As they approach their 50th year as a performing duo, Daryl Hall and John Oates are showing no signs of slowing down. While chart success may have come and gone for the pair over the years depending on where they’ve stood with the musical trends of the day, their hits – 34 total in the US Billboard Hot 100, including six number ones – have stood the test of time and remain some of the most instantly recognizable songs out there. Last year, the duo embarked on a co-headlining tour with Tears for Fears, and this year they returned, sharing the stage with San Francisco rock band Train.
With such a strong and well-loved discography, it must be nearly impossible to pick a setlist that keeps everyone happy, both highlighting the hits and providing some deeper cuts for the dedicated fans. But that’s what the group did with their fifteen-song set which focused nearly exclusively on their first two decades of output. They began the set in the early 80s, the period in which they reached the height of their popularity, opening with “Maneater” (1982) followed by “Out of Touch” (1984), “Say It Isn’t So” (1983), and their cover of The Righteous Brothers’ “You’ve Lost That Lovin’ Feelin’” (1980). Then it was back to the 70s for “She’s Gone” (1973), “Sara Smile” (1976), and “Is It a Star” (1974).
After a brief return to the 80s with “I Can’t Go for That (No Can Do)” (1981), the duo brought out Pat Monahan from the band Train, who guested with them on the next three songs. The first of these was the only new song of the night, “Philly Forget Me Not,” which the duo wrote in tribute to their home city of Philadelphia (with which they still strongly identify, despite both living in other states now). This was followed by “Wait for Me,” from their 1979 album X-Static, and a cover of a song from Monahan’s band Train, “Calling All Angels” (from Train’s 2003 album My Private Nation).
The duo closed out the main set with “Kiss on My List” and “Private Eyes” (both from 1981) and then returned for an encore of “Rich Girl” (1977) and “You Make My Dreams” (also from 1981).

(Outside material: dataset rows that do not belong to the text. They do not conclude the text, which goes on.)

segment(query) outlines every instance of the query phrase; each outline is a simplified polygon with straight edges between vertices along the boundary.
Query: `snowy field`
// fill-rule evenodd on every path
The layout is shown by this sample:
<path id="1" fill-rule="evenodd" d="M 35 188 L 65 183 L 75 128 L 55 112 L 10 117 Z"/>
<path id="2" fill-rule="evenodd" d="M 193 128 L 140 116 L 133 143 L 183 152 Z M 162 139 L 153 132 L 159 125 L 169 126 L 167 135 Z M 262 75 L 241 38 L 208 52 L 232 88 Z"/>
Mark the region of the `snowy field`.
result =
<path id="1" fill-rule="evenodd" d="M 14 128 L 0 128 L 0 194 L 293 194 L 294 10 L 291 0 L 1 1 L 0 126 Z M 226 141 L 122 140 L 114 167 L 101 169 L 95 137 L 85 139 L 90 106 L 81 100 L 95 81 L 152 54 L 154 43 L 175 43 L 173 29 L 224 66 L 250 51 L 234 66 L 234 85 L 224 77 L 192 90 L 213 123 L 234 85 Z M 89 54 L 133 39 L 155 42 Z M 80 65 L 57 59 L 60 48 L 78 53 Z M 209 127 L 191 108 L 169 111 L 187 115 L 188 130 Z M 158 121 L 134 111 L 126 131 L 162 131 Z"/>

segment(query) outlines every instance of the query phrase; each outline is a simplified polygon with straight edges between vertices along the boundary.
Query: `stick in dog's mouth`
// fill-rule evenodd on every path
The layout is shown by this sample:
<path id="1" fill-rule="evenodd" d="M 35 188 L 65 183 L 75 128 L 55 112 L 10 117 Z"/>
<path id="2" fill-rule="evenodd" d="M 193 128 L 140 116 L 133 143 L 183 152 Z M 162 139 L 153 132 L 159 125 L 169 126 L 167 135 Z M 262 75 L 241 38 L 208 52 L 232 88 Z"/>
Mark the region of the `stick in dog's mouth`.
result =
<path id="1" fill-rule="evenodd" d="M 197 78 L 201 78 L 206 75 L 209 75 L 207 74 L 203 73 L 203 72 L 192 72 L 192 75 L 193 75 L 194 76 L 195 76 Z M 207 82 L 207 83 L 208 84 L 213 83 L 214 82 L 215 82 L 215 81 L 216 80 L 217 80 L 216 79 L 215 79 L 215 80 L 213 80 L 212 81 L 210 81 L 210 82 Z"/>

Before them, Train played an energetic set featuring many of their hits including “Meet Virginia,” “Hey, Soul Sister,” and “Drops of Jupiter,” along with fan favorites such as “Save Me, San Francisco,” “If It’s Love,” and “50 Ways to Say Goodbye.” Mixed in with those were two covers – a rocking, near sound-alike cover of Led Zeppelin’s “Black Dog” (which seemed odd amongst the more pop AOR tracks, but makes more sense when you know that the band began life as a Led Zeppelin cover group), and a cover of Tom Petty’s “Free Fallin’.” Train’s eighth album, a girl a bottle a boat, was released last year.
Opening the evening was Nashville, TN singer and pianist Kandace Springs, who released her latest EP Black Orchid in April, and has a new album (her second) due out later this year. Springs will be returning to the DC area to play a headlining show at The Hamilton on October 30th.